Current biochips need an external reader such as a laser scanner or an external source of power, such as conventional batteries, to perform diagnostic tests. Lee's technology houses both the sensors and the battery on one plastic chip.
This design circumvents many of the problems encountered by researchers attempting to shrink down more conventional battery systems for use with bioMEMS - devices utilising bio-microelectromechanical systems.
"Many researchers have tried to design power sources or batteries for systems or bioMEMS devices. However, they have done this by reducing the size of conventional, bulky power systems or batteries," explains Lee. "They faced a lot of problems," including difficulties in getting sufficient electrical energy, he adds.
The urine-powered battery was able to generate a voltage of about 1.5 volts - with a corresponding power of 1.5 micro-watts - using just 0.2 millilitres of urine, says Lee. And if a second droplet of urine was added 15 hours after the battery was first activated, the replenished urine could generate still more electricity.
The battery is currently suited for use with disposable devices - it is not yet ready to power laptops or iPods. "But if, for example, we place a small cellular phone or transmitter on a plastic card, the chip will work as a disposable biofluid-activated means of communication in an emergency," Lee told New Scientist. "In this case, the size will be less than that of a credit card."
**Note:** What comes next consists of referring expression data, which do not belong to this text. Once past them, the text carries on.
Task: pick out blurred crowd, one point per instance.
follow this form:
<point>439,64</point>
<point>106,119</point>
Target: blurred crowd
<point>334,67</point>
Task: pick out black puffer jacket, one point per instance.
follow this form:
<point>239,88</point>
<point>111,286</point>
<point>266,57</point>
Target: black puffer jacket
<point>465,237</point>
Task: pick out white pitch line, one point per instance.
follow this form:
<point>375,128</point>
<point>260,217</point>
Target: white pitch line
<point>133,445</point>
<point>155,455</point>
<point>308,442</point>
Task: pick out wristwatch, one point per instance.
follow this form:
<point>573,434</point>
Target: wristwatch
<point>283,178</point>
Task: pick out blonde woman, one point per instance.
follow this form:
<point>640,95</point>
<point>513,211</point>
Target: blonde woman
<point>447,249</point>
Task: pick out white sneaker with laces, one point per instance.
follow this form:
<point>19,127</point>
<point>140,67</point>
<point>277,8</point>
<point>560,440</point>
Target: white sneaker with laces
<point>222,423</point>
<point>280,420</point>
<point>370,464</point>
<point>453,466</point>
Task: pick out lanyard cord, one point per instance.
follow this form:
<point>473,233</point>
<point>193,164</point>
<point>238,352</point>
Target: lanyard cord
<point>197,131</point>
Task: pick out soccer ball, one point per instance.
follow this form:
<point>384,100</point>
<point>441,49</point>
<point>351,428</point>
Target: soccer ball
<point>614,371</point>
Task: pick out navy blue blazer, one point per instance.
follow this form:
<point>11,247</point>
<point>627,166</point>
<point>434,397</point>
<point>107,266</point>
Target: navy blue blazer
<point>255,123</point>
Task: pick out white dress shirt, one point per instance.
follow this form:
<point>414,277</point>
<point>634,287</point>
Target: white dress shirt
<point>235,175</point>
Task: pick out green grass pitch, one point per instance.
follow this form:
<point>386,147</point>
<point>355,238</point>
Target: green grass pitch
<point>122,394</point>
The battery is made of a layer of filter paper steeped in copper chloride, sandwiched between strips of magnesium and copper. This "sandwich" is then laminated in plastic to hold the whole package together. The resulting battery is just 1 millimeter thick and 60 by 30 mm across - slightly smaller than a credit card.
To activate the battery, a drop of urine is added and soaks through the sandwiched filter paper. The chemicals dissolve and react to produce electricity. The magnesium layer acts as the anode, losing its electrons. And the copper chloride acts as the cathode, mopping up the electrons.
But Lee adds that the voltage, current and capacity of the battery could be improved by different designs or by switching the electrode or electrolyte materials used.
He believes the system could be used in home-based health test kits. "The long-term goal is for people to be able to buy disposable biochips for a disease test from any pharmacy," he says.